Processing billing for Medicaid claims can be trickier than those filed under Medicare because Medicaid claims must adhere to both federal and state guidelines. Providers who participate in Medicaid must meet these guidelines, and as a medical billing specialist you should be aware of any discrepancies between federal and state guidelines as you process claims. For example, a provider must adjust the remaining balance once meeting any applicable charges for a co-payment or deductible and after Medicaid has paid what they are allowed to pay under the Medicaid fee schedule.
Note also that Medicaid is officially the payer of last resource for a claim, meaning that if a person has any other health coverage for services rendered, those institutions should be billed before Medicaid.

Thursday, 16 March 2017

Medical Billing for Medicare

Medicare functions as a single-payer healthcare system that pays insurance companies on behalf of people enrolled in its various programs. It’s up to medical billing officials to submit claims to appropriate MACs for processing after a person has received care covered by their Medicare plan.
Your duties as a medical billing specialist include inputting information from a provider’s superbill into compatible medical billing software. This includes provider information, patient information, information regarding treatment the patient received, and any relevant medical codes. Once you’ve input the necessary information into the medical billing software, you will either print out a CMS-1500 claim form for submission via mail or you will submit another claim form electronically to MAC for processing. As you file claims associated with Medicare, you will need to input medical codes similar to those you would use for Medicaid claim forms including CPT, ICD-9-CM, and place of service codes.
In order to properly understand how to file claims associated with Medicare coverage, consider the separate parts of the Medicare healthcare program.

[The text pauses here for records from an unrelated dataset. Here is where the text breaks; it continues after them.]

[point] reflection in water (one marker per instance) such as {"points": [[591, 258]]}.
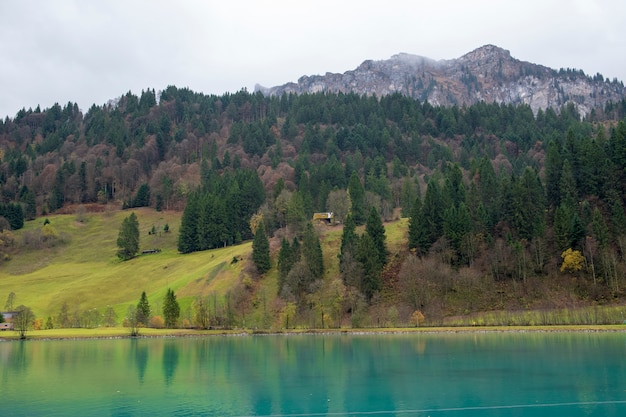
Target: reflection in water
{"points": [[170, 360], [482, 374], [139, 351]]}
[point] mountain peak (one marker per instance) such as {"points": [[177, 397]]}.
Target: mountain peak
{"points": [[488, 73], [487, 50]]}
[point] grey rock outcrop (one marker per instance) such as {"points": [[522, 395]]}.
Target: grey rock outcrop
{"points": [[488, 74]]}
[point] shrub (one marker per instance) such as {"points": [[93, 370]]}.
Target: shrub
{"points": [[157, 322]]}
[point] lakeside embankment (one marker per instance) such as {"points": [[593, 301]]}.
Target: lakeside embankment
{"points": [[123, 333]]}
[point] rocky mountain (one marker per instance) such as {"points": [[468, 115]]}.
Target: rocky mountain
{"points": [[488, 74]]}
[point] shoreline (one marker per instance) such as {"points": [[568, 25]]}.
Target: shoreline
{"points": [[150, 333]]}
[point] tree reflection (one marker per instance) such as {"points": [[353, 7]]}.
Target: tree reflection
{"points": [[139, 352], [170, 361]]}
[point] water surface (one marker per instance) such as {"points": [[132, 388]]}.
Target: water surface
{"points": [[486, 374]]}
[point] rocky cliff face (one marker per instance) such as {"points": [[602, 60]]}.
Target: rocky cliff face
{"points": [[487, 74]]}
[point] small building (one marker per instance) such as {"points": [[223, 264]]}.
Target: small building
{"points": [[6, 326], [9, 315], [327, 217]]}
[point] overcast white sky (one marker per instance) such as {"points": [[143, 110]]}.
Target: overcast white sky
{"points": [[90, 51]]}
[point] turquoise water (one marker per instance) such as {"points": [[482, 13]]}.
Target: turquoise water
{"points": [[485, 374]]}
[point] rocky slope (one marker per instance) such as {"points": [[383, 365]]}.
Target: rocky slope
{"points": [[487, 74]]}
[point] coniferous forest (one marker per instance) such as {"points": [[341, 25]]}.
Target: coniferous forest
{"points": [[503, 206]]}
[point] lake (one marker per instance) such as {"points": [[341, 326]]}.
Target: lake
{"points": [[469, 374]]}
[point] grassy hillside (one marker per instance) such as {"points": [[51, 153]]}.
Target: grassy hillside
{"points": [[85, 272], [81, 268]]}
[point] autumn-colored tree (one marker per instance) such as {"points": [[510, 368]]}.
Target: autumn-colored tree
{"points": [[573, 261]]}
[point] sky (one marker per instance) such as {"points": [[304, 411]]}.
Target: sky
{"points": [[91, 51]]}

Part A: medically necessary services

You will process claims associated with Part A of Medicare (medically necessary services) if you’re a medical billing specialist working with hospitals, clinics, and other facilities that offer inpatient care. You file Part A claims on behalf of your provider using the UB-04 medical claim form (also known as the CMS-1450 form). The UB-04 is the uniform institutional provider hardcopy claim form accepted for billing third-party providers. It is also the only hardcopy claim form that CMS accepts from institutional providers such as hospitals or skilled nursing facilities. When filing the UB-04 form, you should note that not all payers are required to complete the same data fields. Do your research to determine what fields are appropriate for each claim.

Part B: preventative care

As a medical billing specialist working for an outpatient healthcare provider, you will usually process claims associated with Part B of Medicare (preventative care). You file Part B claims using the CMS-1500 form, which is the standard claim form used by healthcare providers to billing Medicare carriers.
These forms must be purchased from legitimate sources other than the CMS, like the National Uniform Claim Committee (NUCC), which is responsible for updating and maintaining the CMS-1500. Be sure to check the guidelines for printing and preparing CMS-1500 forms before you process any claims. Note that the CMS-1500 form can also be used to bill some state Medicaid programs.

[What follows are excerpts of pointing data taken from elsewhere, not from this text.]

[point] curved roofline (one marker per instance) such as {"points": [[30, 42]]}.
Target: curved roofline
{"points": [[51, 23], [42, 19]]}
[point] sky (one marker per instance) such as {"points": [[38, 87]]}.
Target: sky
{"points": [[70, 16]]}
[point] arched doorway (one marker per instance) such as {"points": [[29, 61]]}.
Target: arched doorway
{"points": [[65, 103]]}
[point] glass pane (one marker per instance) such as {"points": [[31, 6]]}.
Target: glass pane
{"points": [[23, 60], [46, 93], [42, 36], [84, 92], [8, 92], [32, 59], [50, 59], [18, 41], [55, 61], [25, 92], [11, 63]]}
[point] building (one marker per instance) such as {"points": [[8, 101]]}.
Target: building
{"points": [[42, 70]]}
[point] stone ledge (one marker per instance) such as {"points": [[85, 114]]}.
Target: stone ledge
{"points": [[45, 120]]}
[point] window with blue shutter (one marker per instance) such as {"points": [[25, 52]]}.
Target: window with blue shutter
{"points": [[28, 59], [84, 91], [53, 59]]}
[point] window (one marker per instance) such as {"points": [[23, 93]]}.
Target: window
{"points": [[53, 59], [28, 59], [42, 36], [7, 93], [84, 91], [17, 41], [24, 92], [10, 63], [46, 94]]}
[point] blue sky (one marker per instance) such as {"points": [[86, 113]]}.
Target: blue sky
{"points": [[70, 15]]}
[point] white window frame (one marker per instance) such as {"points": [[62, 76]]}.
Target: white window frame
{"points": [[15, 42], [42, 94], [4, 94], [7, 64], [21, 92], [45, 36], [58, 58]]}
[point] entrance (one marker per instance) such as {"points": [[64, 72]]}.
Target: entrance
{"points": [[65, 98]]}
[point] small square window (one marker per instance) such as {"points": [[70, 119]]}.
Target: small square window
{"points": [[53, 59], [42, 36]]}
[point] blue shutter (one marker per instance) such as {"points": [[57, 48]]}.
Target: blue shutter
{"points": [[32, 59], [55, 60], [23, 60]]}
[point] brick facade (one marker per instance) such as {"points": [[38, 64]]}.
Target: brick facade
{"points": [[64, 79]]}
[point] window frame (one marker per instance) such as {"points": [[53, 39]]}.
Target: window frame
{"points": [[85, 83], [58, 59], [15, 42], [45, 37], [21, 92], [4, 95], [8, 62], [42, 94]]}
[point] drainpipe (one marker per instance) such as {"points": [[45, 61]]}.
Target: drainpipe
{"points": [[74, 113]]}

Parts C and D: to be filed separately

Claims related to Parts C and D of Medicare are relayed through a private insurer and should never be filed through Medicare. You won’t file Medicare claims with Parts C and D because private health plan carriers have agreements with Medicare to receive a certain amount per member every month. Part D of Medicare coverage may change depending on the person receiving care because coverage depends on the drugs involved. Some drugs aren’t covered by Part D at all. Thus claims filed through Parts C and D of Medicare should be treated like any other claim handled through a private health plan carrier.